Повесть моей жизни. Воспоминания. 1880 - 1909 - Богданович Татьяна Александровна. Страница 54

Иногда, правда, за столом завязывался на время общий разговор. Вспоминаю один такой более удачный журфикс. Кто именно на нем присутствовал, кроме супругов Мережковских, я уж теперь не помню.

Эффектная Зинаида Николаевна Гиппиус, с ярким, явно искусственным румянцем, большими подведенными глазами и пышными волосами, удивительного медно-золотистого цвета, продолжала развивать свою идею бессмертия. Разговор начался еще до чая, и я не слышала его начала. Но выходило так, что в загробном мире человек будет вести существование, очень сходное с нашей земной жизнью, только лишенной разных прозаических неприятностей, портящих нам наше земное странствие.

Большинство, не слышавших, как и я, начала разговора, с недоумением переглядывались. Д. С. Мережковский, сидевший на другом конце стола, подметил мелькавшие кое у кого улыбки, и, воспользовавшись первой паузой, обратился к Зинаиде Николаевне:

— Зиночка, ты говоришь настолько абстрактно, что это звучит даже слишком конкретно. Не всем доступно понимание таких глубин.

Мне, как и многим другим, с трудом удалось подавить улыбку.

Зинаида Николаевна презрительно поджала губы. Разговор принял другое направление, но самая фраза Д. С. Мережковского отчетливо запечатлелась в моей памяти.

Несколько позже, на собраниях литературного общества мне приходилось довольно часто встречать Мережковских, и З. Н. Гиппиус всегда удивляла меня. В ней чувствовался человек, настолько искусственно себя создававший, что, по-видимому, она и сама утратила представление, что в ней от природы, от собственной сущности, а что создано преднамеренно, потому что казалось ей более новым, оригинальным и интересным. При этом как женщина, несомненно, умная, она в совершенстве выдерживала взятую на себя роль и никогда не сбивалась с тона.

Сам Мережковский, мне кажется, менее талантливый, чем его жена, благодаря своей трудоспособности и целеустремленности оставил в литературе более заметный след, чем она. Полагавшиеся ему по штату кривляния стерлись и позабылись, а исторические романы, явившиеся в результате добросовестного изучения источников, остались и до сих пор читаются с интересом, особенно, если откинуть неизбежные «бездны».

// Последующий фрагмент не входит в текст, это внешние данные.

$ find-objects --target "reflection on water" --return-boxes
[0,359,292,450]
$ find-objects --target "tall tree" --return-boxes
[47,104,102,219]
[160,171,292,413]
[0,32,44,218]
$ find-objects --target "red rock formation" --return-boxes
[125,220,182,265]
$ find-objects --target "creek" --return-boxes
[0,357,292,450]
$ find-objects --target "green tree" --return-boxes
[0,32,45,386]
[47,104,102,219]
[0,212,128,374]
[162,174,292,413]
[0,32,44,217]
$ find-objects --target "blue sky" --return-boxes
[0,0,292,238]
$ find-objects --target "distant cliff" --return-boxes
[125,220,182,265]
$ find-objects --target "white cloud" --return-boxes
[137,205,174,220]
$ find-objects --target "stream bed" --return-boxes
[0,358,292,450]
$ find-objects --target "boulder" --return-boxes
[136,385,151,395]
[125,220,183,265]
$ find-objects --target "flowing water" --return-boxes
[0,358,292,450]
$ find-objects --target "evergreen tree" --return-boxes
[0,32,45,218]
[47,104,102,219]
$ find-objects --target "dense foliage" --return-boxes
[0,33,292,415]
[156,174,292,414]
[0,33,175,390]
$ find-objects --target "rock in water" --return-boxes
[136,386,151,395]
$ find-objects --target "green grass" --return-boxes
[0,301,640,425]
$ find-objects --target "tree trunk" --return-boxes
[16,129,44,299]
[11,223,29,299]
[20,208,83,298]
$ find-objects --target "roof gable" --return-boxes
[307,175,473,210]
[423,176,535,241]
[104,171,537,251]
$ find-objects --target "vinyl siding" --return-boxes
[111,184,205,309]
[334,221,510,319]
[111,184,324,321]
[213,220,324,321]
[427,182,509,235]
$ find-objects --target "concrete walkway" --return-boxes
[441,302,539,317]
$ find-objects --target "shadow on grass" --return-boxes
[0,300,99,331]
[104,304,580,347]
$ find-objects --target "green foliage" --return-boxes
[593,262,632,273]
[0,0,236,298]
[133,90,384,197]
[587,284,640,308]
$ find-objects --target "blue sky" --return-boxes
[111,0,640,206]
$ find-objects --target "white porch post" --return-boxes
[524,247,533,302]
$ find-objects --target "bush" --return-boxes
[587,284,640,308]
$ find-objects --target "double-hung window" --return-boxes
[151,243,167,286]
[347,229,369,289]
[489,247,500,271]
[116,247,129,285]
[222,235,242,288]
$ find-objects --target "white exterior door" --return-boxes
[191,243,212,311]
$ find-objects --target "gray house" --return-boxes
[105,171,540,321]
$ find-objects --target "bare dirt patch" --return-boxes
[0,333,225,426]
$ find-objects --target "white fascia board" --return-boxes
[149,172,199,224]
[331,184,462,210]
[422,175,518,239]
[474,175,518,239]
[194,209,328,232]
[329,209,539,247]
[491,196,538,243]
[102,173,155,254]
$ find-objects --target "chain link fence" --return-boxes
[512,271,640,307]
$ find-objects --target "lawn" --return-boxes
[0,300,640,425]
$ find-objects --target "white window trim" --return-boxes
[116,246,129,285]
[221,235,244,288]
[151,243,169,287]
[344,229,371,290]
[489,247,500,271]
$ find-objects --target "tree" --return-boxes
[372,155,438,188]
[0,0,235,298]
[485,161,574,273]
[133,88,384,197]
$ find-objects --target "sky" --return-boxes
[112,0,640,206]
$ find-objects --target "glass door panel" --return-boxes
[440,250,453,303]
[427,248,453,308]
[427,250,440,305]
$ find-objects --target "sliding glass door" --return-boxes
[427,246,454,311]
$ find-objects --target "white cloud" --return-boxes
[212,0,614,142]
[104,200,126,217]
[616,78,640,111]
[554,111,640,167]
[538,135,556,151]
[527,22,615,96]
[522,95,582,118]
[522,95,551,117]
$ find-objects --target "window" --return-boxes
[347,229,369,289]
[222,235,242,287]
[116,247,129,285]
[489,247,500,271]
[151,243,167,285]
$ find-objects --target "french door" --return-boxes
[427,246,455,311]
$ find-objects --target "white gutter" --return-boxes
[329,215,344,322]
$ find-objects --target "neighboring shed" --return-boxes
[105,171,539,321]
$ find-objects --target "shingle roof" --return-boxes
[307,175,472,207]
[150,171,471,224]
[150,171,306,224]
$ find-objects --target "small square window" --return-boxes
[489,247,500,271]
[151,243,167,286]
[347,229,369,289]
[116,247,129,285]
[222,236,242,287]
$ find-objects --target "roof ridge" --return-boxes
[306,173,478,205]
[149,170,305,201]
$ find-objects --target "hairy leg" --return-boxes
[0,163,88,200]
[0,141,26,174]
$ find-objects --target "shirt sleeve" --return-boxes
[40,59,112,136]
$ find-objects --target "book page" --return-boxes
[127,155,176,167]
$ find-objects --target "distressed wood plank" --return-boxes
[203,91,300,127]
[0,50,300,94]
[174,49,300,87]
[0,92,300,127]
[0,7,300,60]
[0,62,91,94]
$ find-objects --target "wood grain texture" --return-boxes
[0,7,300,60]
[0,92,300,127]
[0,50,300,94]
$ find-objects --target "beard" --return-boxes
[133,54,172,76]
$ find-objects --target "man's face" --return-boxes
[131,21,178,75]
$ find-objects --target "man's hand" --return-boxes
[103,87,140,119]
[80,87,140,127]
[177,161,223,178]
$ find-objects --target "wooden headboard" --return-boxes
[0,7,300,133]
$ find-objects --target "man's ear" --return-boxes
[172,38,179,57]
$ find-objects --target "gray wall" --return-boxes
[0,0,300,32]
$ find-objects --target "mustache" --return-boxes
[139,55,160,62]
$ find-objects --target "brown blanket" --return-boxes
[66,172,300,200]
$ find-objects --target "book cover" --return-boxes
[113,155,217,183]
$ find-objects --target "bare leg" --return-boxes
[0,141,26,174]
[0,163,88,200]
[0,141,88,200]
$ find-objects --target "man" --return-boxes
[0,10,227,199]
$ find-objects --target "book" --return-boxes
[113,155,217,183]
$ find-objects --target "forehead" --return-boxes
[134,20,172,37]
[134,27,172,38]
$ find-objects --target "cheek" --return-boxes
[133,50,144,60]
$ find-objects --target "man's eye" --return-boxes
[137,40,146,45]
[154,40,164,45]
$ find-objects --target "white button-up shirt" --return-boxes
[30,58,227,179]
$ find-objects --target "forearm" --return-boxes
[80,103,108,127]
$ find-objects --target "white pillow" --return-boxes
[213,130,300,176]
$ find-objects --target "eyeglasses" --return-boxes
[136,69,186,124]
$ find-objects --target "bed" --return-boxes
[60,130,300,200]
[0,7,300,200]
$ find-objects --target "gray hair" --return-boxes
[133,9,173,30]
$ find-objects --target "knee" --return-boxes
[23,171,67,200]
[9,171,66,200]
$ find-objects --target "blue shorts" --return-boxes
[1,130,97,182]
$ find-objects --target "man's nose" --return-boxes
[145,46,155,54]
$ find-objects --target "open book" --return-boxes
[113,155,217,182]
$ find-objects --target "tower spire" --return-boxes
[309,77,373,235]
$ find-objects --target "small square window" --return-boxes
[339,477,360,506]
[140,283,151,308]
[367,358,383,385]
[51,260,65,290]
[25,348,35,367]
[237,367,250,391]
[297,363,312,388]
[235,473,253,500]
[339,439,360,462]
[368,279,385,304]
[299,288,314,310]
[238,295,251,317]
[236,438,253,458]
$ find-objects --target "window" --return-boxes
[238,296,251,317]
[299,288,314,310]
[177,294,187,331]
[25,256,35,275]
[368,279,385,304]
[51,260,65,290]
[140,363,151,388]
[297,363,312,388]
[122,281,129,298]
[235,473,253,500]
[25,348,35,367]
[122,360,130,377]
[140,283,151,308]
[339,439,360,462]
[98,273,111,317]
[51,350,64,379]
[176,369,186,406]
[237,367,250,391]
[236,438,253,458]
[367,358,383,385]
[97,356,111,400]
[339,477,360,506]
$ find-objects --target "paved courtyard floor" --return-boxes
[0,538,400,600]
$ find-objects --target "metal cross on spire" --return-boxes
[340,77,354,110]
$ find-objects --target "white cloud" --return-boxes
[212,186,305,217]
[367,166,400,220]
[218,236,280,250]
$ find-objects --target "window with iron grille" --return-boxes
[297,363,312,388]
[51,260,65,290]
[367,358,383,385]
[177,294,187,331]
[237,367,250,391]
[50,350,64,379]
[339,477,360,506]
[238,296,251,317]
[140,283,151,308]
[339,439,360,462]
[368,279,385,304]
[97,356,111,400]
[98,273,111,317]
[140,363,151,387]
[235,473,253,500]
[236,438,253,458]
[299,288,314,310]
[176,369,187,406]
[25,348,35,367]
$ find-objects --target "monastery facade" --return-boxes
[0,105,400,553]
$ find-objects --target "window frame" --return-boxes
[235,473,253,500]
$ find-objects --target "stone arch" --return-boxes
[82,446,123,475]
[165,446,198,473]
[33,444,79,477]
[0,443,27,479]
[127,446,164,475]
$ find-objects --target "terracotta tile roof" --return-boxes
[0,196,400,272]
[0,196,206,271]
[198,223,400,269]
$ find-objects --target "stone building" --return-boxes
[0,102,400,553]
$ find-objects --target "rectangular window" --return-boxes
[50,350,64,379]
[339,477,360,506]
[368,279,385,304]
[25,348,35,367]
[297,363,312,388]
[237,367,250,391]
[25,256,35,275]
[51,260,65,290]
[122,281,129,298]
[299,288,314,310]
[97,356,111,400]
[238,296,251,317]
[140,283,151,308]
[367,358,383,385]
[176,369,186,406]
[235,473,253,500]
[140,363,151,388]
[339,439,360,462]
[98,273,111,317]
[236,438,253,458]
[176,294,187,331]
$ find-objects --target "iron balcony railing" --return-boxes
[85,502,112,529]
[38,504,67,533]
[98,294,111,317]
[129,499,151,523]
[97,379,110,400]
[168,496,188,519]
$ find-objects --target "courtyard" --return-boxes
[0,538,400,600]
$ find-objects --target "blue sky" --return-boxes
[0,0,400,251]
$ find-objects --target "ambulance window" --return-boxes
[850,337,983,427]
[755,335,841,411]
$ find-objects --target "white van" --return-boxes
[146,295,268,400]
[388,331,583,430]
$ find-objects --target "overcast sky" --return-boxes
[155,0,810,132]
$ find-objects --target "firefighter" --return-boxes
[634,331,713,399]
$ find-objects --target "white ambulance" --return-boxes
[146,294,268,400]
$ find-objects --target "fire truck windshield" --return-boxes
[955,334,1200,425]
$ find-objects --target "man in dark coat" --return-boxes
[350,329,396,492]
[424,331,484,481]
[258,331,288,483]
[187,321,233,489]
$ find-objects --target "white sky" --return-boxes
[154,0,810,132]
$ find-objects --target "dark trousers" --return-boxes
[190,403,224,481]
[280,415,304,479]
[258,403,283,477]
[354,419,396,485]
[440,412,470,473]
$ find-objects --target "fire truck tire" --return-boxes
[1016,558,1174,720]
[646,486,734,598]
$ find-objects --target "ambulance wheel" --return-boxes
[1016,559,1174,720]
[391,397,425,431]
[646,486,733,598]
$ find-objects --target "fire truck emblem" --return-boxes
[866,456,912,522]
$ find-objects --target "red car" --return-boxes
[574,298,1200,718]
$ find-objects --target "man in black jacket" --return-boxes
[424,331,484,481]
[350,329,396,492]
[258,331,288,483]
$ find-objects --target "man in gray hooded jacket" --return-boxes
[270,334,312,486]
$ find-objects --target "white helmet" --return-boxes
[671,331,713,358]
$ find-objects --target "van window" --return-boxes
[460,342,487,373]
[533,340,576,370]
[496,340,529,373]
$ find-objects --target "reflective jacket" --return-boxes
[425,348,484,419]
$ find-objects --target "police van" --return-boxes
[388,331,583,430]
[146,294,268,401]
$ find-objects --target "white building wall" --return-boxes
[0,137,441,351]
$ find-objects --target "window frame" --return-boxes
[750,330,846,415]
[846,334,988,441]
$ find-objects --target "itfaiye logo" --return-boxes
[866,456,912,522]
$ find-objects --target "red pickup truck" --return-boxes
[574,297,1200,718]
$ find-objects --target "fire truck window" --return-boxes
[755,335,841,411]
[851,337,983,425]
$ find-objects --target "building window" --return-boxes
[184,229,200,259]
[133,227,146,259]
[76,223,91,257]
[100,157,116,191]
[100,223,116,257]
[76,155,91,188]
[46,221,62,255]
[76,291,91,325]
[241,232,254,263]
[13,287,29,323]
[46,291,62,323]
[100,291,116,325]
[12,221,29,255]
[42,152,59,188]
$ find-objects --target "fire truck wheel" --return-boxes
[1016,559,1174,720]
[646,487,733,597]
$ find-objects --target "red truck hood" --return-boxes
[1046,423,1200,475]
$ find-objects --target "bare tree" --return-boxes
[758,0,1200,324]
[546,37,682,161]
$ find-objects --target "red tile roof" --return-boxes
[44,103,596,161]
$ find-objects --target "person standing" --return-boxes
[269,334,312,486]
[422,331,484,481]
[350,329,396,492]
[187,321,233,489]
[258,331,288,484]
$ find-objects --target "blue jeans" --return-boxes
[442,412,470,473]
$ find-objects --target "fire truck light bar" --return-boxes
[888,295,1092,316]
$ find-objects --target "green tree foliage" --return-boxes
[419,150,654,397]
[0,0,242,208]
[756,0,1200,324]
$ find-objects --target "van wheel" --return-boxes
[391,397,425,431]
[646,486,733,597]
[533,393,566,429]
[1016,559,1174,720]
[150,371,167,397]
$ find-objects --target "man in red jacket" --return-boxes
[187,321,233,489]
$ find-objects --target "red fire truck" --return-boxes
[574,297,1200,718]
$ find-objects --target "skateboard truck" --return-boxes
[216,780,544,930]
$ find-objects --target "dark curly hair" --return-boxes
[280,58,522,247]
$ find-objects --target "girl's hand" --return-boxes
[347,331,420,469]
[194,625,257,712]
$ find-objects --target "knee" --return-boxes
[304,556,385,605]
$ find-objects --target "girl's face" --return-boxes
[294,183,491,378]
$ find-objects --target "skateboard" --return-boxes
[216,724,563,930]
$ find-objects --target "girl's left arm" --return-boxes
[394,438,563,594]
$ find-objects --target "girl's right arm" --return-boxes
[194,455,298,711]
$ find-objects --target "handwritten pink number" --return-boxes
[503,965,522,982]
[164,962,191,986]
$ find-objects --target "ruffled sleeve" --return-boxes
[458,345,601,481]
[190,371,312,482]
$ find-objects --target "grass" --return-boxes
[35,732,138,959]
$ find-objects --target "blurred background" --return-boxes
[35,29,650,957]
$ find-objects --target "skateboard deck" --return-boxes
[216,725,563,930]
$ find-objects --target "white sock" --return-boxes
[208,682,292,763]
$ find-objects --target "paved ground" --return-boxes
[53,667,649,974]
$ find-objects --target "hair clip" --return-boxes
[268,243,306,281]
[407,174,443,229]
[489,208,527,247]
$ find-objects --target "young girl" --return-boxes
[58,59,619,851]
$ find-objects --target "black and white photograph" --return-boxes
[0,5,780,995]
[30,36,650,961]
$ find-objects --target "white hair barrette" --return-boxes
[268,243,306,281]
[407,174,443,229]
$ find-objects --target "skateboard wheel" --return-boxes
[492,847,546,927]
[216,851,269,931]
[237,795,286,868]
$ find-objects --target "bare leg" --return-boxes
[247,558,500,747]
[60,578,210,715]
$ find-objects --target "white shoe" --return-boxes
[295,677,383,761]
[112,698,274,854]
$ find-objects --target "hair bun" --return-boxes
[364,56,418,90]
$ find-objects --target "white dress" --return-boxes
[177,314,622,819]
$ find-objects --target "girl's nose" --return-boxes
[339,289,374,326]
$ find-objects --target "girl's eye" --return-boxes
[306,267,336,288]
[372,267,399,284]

Возвращаясь к журфиксам в «Мире Божьем», приходиться признаться, что они не удались. На них приходило все меньше народа, никакого объединения сотрудников с редакцией не получалось, и, мало-помалу, они умерли естественной смертью.

Тогда я как-то не задумывалась над причиной этого. Мне просто казалось, что Александру Аркадьевну они перестали интересовать, и она прекратила их.

Но позже я поняла, что причина лежала глубже. В «Мире Божьем» редакционного ядра по существу не было. Было два человека, Ангел Иванович, материалист и марксист, и Александра Аркадьевна, умная и талантливая женщина, но глубоко равнодушная и к марксизму, и к народничеству. Из ближайших сотрудников марксистами именовали себя двое — М. И. Туган-Барановский и П. Б. Струве.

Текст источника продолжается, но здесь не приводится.